Re: Folding _PAGE_PWT into _PAGE_PCD (was Re: unify pagetable accessors patch causes double fault II)

From: Venki Pallipadi
Date: Tue Jan 15 2008 - 15:30:31 EST


On Tue, Jan 15, 2008 at 09:16:50AM -0800, Jeremy Fitzhardinge wrote:
> Ingo Molnar wrote:
> >-#define _PAGE_PRESENT (_AC(1, UL)<<_PAGE_BIT_PRESENT)
> >-#define _PAGE_RW (_AC(1, UL)<<_PAGE_BIT_RW)
> >-#define _PAGE_USER (_AC(1, UL)<<_PAGE_BIT_USER)
> >-#define _PAGE_PWT (_AC(1, UL)<<_PAGE_BIT_PWT)
> >-#define _PAGE_PCD ((_AC(1, UL)<<_PAGE_BIT_PCD) | _PAGE_PWT)
> >
>
> BTW, I just noticed that _PAGE_PWT has been folded into _PAGE_PCD. This
> seems like a really bad idea to me, since it breaks the rule that
> _PAGE_X == 1 << _PAGE_BIT_X. I can't think of a specific place where
> this would cause problems, but this kind of non-uniformity always ends
> up biting someone in the arse.
>
> I think having a specific _PAGE_NOCACHE which combines these bits is a
> better approach.
>
> J

How about the patch below.

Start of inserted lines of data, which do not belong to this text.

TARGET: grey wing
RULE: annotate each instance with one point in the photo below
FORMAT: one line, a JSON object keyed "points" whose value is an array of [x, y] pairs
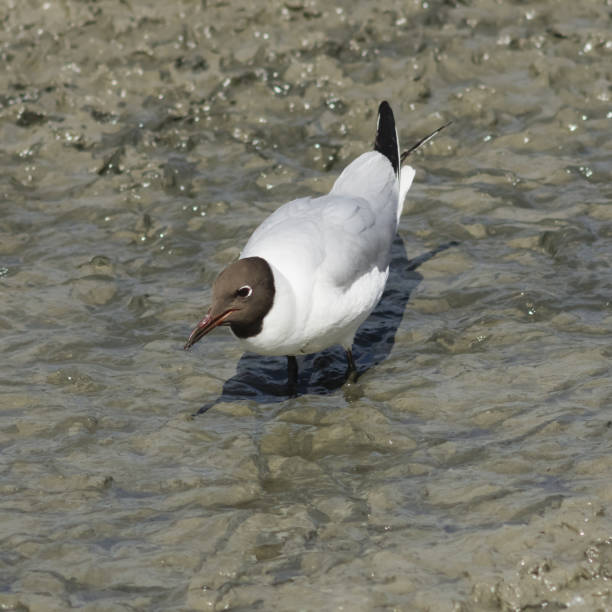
{"points": [[356, 239]]}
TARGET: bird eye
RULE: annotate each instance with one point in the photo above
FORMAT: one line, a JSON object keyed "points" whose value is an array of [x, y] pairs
{"points": [[244, 291]]}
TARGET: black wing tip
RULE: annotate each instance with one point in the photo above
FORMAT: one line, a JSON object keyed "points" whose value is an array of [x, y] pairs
{"points": [[386, 135]]}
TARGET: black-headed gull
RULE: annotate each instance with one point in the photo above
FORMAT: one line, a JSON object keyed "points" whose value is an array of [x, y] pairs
{"points": [[314, 270]]}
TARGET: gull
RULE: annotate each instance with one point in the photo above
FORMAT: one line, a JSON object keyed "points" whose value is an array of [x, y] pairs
{"points": [[314, 270]]}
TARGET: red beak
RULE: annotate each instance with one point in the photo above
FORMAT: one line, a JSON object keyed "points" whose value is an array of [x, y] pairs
{"points": [[208, 323]]}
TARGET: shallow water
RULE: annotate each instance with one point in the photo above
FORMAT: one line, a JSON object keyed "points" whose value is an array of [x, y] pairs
{"points": [[469, 466]]}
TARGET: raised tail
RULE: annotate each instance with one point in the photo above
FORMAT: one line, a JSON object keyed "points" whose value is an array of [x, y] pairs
{"points": [[386, 136]]}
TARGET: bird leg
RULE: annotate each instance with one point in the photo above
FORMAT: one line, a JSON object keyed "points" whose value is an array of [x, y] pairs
{"points": [[351, 370], [292, 375]]}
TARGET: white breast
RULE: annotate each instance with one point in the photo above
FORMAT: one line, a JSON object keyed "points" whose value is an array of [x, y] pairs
{"points": [[329, 257]]}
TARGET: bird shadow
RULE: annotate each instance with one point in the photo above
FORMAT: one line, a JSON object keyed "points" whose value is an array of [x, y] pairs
{"points": [[264, 379]]}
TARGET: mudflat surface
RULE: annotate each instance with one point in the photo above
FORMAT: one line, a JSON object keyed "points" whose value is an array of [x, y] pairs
{"points": [[469, 466]]}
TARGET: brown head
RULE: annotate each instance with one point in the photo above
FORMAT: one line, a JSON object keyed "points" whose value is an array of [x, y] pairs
{"points": [[242, 296]]}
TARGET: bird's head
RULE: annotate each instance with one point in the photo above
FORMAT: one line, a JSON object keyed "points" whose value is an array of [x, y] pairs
{"points": [[243, 294]]}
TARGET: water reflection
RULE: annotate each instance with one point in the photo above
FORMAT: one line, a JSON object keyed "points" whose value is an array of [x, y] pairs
{"points": [[264, 379]]}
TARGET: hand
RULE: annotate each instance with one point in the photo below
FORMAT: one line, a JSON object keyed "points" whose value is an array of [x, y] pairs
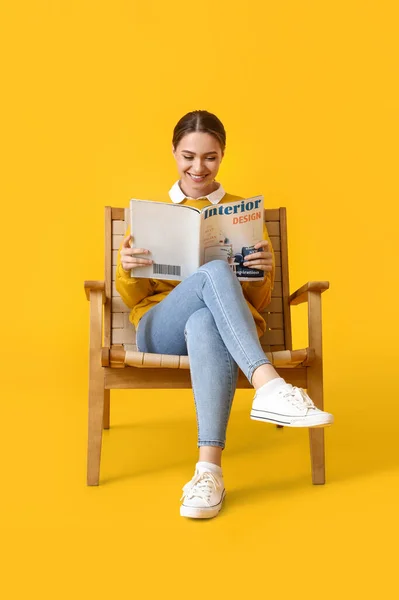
{"points": [[262, 260], [128, 256]]}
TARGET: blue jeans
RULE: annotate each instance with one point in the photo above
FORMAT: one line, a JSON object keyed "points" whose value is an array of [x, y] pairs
{"points": [[206, 317]]}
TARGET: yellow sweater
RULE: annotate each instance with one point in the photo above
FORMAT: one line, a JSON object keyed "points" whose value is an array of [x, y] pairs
{"points": [[141, 294]]}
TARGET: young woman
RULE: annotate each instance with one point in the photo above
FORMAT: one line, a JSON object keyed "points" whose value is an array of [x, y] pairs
{"points": [[213, 318]]}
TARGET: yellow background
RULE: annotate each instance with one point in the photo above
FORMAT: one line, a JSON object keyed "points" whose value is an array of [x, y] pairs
{"points": [[308, 93]]}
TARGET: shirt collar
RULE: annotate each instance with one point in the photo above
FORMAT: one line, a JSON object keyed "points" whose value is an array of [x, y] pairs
{"points": [[177, 196]]}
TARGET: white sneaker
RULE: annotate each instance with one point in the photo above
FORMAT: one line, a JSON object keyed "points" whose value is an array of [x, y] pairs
{"points": [[290, 406], [203, 496]]}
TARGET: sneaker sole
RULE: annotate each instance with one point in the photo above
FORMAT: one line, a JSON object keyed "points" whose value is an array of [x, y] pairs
{"points": [[259, 415], [201, 512]]}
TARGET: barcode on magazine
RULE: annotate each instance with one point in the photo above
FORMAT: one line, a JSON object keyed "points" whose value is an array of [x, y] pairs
{"points": [[167, 270]]}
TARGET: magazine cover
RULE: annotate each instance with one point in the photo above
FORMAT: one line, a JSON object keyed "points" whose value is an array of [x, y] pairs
{"points": [[181, 238]]}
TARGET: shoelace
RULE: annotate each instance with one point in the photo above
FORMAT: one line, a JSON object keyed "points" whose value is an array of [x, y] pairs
{"points": [[201, 486], [297, 397]]}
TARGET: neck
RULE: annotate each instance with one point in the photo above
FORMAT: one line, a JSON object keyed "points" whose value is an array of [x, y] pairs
{"points": [[212, 187]]}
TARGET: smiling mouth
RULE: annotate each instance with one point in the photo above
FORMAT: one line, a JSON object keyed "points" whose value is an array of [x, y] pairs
{"points": [[197, 177]]}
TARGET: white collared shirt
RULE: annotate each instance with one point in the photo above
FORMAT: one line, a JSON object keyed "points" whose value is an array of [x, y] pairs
{"points": [[177, 196]]}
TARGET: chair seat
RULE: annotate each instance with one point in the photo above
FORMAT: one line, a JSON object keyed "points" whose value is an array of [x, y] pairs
{"points": [[118, 357]]}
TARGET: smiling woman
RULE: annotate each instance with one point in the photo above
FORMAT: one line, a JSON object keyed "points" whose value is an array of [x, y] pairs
{"points": [[213, 318], [199, 158]]}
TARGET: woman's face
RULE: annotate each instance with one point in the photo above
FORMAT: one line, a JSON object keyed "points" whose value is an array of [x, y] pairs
{"points": [[198, 157]]}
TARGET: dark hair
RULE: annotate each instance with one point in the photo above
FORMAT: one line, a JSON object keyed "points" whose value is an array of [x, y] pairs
{"points": [[200, 120]]}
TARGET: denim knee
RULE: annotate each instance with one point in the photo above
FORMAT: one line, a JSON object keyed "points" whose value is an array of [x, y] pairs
{"points": [[199, 322]]}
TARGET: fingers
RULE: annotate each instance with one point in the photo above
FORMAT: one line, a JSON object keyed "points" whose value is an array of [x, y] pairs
{"points": [[262, 244], [125, 243], [261, 267], [129, 258]]}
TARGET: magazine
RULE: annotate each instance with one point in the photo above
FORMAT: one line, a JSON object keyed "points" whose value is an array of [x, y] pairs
{"points": [[181, 238]]}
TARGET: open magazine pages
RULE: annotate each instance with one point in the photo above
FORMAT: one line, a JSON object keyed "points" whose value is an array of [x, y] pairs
{"points": [[229, 232], [181, 238]]}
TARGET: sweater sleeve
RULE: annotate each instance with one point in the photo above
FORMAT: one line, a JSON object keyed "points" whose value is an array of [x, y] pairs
{"points": [[259, 293], [131, 289]]}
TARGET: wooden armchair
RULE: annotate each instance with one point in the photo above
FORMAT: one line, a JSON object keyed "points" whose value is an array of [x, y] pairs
{"points": [[115, 363]]}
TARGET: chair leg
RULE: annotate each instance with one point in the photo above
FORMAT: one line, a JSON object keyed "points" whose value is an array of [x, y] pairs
{"points": [[316, 435], [316, 439], [96, 421], [107, 408]]}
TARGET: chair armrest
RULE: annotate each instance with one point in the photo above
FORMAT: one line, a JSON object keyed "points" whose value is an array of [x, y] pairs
{"points": [[301, 295], [95, 286]]}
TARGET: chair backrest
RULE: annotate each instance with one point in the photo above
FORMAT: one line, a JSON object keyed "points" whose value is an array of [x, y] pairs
{"points": [[118, 330]]}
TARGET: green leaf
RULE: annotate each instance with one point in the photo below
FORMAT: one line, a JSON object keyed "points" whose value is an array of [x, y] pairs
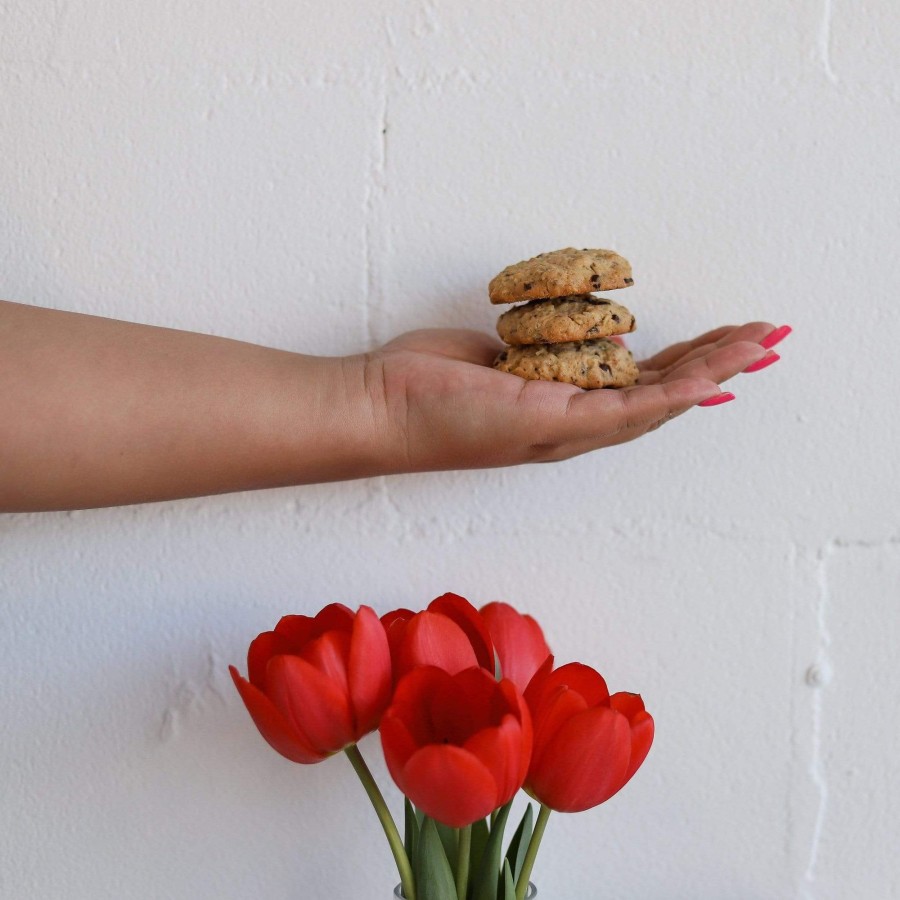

It defines new _PAGE_UC. One concern is drivers
continuing to use _PAGE_PCD and getting wrong attributes. May be we need to
rename _PAGE_PCD to catch those errors as well?

Thanks,
Venki

Do not fold PCD and PWT bits in _PAGE_PCD. Instead, introduce a new
_PAGE_UC which defines uncached mappings and use it in place of _PAGE_PCD.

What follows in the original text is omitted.